The temperature, density or salinity of our oceans are changing, hence the thermodynamics of the Earth System.

The tipping elements in the Earth system are not isolated systems; they interact on a global scale. These interactions could have stabilizing or destabilizing effects, increasing or decreasing the probability of emerging tipping cascades, and it remains an important problem to understand how the interactions between the tipping elements affect the overall stability of the Earth system.

Changes in society, ecosystems, climate, Earth systems in general are increasingly interconnected, and large-scale shifts in one can become a driver of another. Such escalating connections, or connectivity, is a critical issue for planetary resilience because of its potential to increase the likelihood local regime shifts to larger scales. In ecology, connectivity between habitats is often perceived as a good thing, promoting resilience and recovery, e.g. local populations receiving a recruitment or immigration subsidy from elsewhere.

Humanity is not dealing with only a single-incident, non-interconnected local or regional crisis. Humanity is heading into a deteriorating and undeclared globalized emergency involving the collapse of its critical global survival and stability systems, such as the forementioned trespassed geobiophysical boundaries of the Earth System, increasingly social inequality, unequal distribution of health, income and wealth in a continuously globalizing world, as well as financial upheavals and recurring economic recessions to name a few.

Incorporating the dynamics of tipping points and alternate states into governance is a huge challenge and the future can appear frightening at present. This is partly because many things are going in an undesirable direction, but also due to a lack of credible alternatives to the threat scenarios. Societies only remain vibrant as long as they retain the ability to imagine a desirable future.

We are now witnessing the cumulative effects of globalization without forward-looking governance. This includes a slew of new, growing risks that are particularly difficult to manage, including those which are existential and systemic in nature. And there is no easy fix because we cannot go back to our pre-polycrisis world.

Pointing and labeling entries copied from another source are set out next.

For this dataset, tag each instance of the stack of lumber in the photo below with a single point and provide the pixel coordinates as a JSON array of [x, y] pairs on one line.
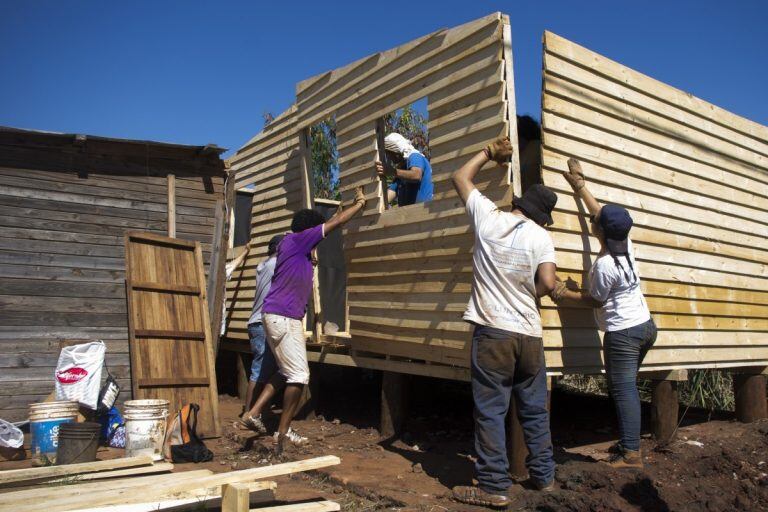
[[136, 484]]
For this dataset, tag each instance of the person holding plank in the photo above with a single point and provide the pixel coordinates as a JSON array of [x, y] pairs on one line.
[[283, 311], [263, 365], [410, 171], [621, 312], [513, 265]]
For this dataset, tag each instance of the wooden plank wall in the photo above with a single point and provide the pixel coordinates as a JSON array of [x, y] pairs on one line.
[[695, 180], [270, 163], [410, 268], [62, 221]]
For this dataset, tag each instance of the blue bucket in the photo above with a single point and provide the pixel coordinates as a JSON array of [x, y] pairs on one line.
[[44, 421]]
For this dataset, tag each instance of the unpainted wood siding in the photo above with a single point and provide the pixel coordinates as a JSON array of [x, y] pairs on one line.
[[693, 176], [62, 270], [271, 165], [410, 268]]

Right now, there is a pressing need to imagine other, inspiring futures. Unfortunately their is a crisis of political imagination, a lack of inspiring views of the future that drive society forward.

Imagining alternative futures is necessary for making informed and considered choices in the present.

If humanity descends into blame and desperate efforts to maintain a status quo that by its very nature cannot persist, the future looks dark indeed. Our longer-term message to society, business should be aligned with the principles of anti-fragility, transformation and long-term value creation instead of short-term risk-return profiles.

We are going to organize debate sessions, produce a long-term outlook, dive into the nature of the global polycrisis, resilience, transformation and regeneration. Creating a more anti fragile society to make the necessary transformation towards regeneration is now more critical than ever. It is time to make a giant leap forward.

If we work together now to build a truly sustainable way of life, maybe future generations will have at least some reasons to thank us.